CASA DE MULHERES - ÚLTIMA PARTE

    O Pastor, já visivelmente embriagado, acercou-se de Matildes, cravando suas grandes mãos nos braços dela, quase a imobilizando. Ela se voltou e deparou com o paredão na sua frente. Quis sair das garras, mas os dedos fortes a apertavam como se ela fosse minhoca.
     __ Então, o que pensa que é? Por acaso, é mais do que as outras? Chegou há pouco e já quer sentar na janela do ônibus?
    Saía da boca do Pastor um bafo azedo, como se em seu estômago tivesse rebentado uma dúzia de ovos chocos.
     __ Me largue! Ou chamo Madame Teresa...
     __ Pode chamar. Duvido que ela faça alguma coisa.
     __ Me largue, Satanás!
     __ Tem o rei na barriga, sua puta!
     Ouviu-se a voz de Madame Teresa às suas costas.
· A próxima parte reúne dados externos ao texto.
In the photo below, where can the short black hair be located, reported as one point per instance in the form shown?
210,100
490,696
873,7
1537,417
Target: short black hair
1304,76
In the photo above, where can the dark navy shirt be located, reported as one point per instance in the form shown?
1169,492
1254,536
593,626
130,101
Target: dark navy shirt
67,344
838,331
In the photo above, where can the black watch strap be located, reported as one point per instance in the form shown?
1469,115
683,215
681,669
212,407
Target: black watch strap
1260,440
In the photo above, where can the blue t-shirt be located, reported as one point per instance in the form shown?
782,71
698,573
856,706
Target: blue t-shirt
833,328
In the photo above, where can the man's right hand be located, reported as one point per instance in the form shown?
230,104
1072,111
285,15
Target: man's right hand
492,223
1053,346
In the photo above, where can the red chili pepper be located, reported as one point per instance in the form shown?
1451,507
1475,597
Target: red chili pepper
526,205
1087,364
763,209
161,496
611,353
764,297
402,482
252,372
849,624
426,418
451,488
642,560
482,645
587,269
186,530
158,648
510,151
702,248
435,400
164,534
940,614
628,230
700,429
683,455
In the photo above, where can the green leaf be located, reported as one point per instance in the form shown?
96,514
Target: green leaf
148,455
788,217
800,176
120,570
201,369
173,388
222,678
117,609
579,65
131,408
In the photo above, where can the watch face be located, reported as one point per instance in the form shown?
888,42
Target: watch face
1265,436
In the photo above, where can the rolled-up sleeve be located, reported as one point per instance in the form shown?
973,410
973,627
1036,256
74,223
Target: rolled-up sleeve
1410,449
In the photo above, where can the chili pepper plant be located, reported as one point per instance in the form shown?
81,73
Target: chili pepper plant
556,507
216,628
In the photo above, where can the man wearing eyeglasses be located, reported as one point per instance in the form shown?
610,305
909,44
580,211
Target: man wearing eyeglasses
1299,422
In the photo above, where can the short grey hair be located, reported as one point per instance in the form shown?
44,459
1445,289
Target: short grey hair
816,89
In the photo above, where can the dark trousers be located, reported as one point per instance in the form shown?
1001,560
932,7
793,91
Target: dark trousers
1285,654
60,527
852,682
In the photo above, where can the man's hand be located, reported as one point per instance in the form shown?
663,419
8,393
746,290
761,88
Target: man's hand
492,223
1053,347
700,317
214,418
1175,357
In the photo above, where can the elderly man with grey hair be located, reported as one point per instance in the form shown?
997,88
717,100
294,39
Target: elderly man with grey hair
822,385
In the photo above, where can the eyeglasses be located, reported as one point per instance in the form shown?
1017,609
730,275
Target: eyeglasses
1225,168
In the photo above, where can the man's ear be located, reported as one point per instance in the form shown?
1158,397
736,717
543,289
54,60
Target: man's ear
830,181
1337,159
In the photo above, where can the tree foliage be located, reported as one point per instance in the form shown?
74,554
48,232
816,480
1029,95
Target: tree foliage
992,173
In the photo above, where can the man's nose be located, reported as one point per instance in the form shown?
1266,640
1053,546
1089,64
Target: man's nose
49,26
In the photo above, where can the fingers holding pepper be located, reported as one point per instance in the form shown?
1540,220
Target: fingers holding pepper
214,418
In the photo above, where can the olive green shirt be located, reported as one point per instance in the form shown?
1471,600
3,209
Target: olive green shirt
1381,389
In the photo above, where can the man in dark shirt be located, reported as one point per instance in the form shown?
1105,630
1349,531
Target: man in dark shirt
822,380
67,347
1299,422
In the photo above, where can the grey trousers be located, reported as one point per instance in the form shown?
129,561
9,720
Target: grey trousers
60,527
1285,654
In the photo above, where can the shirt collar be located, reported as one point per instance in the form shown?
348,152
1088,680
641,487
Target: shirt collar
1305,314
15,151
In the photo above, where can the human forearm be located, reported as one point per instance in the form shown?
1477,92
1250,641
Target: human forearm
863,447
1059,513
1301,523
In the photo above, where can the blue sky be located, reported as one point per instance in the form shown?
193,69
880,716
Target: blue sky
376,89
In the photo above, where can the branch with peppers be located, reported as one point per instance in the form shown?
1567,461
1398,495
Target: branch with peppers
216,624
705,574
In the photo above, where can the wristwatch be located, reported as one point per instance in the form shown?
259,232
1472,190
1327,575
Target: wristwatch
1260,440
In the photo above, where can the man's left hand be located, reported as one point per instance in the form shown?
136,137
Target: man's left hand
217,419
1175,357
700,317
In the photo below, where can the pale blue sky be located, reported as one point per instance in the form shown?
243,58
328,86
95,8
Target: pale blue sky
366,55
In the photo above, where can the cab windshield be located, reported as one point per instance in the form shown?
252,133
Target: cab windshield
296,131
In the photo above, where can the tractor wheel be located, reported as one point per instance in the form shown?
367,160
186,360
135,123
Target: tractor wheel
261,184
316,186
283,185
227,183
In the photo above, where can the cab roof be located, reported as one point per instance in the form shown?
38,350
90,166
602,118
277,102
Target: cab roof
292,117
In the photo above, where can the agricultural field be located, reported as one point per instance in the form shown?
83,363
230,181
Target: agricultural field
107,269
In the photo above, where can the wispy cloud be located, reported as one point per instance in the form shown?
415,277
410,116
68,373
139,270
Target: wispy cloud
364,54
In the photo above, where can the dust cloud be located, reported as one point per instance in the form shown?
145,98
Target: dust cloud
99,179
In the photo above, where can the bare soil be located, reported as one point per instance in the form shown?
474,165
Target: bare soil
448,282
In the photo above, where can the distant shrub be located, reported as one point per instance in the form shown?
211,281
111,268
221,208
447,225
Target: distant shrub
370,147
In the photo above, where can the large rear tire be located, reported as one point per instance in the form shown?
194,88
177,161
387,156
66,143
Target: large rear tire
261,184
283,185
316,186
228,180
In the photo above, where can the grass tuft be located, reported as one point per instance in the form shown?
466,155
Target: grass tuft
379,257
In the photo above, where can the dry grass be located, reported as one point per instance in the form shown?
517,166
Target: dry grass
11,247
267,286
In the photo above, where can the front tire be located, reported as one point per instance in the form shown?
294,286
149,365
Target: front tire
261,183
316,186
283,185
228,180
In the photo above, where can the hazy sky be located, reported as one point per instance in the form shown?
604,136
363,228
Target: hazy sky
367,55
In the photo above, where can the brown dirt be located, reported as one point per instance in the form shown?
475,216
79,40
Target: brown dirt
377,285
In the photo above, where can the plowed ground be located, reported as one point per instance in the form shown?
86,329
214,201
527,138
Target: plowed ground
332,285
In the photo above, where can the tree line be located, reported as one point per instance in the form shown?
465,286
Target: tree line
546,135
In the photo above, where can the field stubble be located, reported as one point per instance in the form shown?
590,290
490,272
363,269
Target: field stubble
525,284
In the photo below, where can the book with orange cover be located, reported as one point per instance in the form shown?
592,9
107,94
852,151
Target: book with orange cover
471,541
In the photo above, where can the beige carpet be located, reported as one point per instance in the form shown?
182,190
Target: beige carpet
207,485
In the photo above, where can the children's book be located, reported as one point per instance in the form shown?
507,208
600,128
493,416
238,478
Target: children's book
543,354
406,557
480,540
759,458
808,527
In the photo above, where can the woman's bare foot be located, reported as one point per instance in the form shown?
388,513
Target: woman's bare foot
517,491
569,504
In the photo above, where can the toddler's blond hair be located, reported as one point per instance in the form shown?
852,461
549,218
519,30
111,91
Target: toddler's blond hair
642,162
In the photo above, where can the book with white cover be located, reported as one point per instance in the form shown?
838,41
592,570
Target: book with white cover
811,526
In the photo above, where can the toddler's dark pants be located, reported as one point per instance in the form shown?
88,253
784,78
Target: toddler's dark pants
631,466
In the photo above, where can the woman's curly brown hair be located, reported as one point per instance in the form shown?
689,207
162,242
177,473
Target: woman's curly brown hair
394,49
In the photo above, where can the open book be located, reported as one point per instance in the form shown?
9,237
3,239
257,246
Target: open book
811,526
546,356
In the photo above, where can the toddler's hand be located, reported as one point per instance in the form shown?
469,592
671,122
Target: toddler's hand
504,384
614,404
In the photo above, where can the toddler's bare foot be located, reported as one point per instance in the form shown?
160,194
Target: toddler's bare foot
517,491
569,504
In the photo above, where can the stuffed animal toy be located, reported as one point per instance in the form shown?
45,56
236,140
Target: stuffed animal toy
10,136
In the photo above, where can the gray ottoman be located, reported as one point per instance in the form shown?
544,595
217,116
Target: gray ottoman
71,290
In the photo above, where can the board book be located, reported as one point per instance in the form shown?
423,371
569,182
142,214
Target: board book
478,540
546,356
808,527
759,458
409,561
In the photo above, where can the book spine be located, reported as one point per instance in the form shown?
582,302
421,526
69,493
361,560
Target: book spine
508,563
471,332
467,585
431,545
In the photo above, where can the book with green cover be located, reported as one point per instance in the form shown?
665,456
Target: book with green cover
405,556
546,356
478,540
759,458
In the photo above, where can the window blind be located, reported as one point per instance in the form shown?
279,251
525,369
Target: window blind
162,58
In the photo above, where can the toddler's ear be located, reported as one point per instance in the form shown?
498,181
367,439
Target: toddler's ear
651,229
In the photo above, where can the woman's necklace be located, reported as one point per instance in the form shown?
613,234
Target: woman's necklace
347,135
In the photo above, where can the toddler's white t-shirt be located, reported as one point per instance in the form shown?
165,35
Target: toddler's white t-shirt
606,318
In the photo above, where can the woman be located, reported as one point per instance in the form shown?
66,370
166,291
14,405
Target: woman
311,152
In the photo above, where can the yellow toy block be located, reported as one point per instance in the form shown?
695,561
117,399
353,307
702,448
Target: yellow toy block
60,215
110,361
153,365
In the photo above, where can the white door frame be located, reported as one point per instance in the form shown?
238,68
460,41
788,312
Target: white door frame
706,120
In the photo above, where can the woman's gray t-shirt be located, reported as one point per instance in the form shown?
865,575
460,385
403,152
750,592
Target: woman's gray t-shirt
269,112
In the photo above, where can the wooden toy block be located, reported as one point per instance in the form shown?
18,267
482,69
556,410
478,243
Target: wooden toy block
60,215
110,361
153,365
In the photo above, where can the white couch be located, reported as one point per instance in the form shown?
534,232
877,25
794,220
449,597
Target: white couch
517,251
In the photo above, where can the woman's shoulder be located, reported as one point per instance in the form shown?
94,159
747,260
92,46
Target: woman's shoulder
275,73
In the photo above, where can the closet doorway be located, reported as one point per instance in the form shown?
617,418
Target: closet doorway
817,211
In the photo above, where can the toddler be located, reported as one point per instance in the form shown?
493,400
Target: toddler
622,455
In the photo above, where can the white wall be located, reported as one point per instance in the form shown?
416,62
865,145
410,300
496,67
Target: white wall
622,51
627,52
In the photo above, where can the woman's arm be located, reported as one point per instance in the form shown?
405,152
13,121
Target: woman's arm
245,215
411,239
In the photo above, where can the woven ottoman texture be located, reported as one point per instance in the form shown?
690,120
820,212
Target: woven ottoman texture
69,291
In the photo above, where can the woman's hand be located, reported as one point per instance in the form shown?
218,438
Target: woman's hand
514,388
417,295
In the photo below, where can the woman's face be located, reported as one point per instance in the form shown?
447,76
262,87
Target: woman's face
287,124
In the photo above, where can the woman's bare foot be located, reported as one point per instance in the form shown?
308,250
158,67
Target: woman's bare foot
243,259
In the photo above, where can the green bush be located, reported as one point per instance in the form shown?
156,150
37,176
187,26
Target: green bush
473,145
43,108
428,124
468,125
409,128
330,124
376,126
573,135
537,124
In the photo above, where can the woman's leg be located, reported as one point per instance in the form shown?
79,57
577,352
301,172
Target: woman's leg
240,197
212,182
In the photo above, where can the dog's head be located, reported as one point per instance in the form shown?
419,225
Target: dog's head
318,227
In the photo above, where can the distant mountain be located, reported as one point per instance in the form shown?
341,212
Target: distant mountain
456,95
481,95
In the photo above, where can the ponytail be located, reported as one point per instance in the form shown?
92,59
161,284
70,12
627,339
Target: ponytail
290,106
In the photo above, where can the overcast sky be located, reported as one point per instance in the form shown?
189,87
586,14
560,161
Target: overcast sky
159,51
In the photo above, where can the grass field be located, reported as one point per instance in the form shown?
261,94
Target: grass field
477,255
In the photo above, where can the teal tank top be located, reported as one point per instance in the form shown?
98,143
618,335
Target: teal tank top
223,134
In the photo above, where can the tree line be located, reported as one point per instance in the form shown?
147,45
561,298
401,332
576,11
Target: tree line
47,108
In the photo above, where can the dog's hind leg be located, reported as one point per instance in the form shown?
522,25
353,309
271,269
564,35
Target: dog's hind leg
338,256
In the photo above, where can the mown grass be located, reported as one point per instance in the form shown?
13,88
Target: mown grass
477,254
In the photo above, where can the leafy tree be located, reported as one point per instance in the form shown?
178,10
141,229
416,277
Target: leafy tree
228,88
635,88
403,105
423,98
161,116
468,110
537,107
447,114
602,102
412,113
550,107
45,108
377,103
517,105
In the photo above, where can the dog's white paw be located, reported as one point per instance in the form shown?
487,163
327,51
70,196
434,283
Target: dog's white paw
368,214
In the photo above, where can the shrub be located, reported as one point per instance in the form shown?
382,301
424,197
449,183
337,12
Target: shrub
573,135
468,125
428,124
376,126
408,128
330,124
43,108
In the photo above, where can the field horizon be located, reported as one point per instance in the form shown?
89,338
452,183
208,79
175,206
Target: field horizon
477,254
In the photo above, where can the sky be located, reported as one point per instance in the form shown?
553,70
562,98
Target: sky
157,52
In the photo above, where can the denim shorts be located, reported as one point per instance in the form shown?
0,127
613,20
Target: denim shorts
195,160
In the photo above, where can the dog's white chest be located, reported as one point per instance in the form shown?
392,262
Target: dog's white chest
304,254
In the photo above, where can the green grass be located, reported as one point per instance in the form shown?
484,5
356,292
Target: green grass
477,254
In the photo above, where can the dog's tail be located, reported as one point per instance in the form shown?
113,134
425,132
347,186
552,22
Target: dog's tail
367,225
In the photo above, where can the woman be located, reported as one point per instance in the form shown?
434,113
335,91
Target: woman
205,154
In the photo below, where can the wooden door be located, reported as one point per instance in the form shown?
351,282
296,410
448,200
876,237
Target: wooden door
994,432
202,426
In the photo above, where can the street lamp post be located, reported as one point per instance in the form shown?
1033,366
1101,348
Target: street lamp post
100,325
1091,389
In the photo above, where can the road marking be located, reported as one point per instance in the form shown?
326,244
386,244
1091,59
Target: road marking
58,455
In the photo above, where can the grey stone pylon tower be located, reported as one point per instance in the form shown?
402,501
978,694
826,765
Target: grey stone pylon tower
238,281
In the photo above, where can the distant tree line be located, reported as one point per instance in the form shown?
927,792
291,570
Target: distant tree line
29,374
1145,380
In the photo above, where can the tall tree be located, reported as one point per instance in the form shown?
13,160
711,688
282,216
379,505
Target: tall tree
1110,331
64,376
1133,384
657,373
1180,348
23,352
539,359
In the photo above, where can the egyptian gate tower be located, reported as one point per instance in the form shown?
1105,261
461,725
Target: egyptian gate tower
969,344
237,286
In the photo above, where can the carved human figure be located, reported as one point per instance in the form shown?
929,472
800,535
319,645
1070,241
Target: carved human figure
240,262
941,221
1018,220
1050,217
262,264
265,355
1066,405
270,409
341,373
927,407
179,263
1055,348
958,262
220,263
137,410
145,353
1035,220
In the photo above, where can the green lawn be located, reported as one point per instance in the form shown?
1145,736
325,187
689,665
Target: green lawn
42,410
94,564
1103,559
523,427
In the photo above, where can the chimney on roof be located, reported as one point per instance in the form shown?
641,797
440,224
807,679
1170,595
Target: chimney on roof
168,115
     __ O que está havendo, Pastor?
     __ Quero essa mulher hoje. Ela sentirá o peso do meu bastão. Mas ela se faz de folgada. Está escolhendo galo!
    __ Largue a menina. Ela está com outro neste momento. Pegue outra. Veja, aquelas sentadas no divã.
    __ Que se dane! Eu quero esta - e não largava os braços de Matildes. -- Essas mulheres estão aqui para o que der e vier.
    __ Calma, Pastor, eu já disse, ela está acompanhada. Escolha outra. Se quer encrenca, terá encrenca.
      A voz de um desconhecido ecoou firme junto aos três.
     __ Deixe a mulher em paz. Madame Teresa já disse o que tinha que dizer. Por acaso, é surdo?
   Voltaram-se. Doca se colocou na frente, mirando frontalmente a cara quadrada do pastor. Mediram-se as forças. Depois do Pastor analisar o corpo de Doca, os braços retesados de nervos, largou os braços de Matildes. Onde colocara os dedos grandes e grossos, ficaram as marcas vermelhas.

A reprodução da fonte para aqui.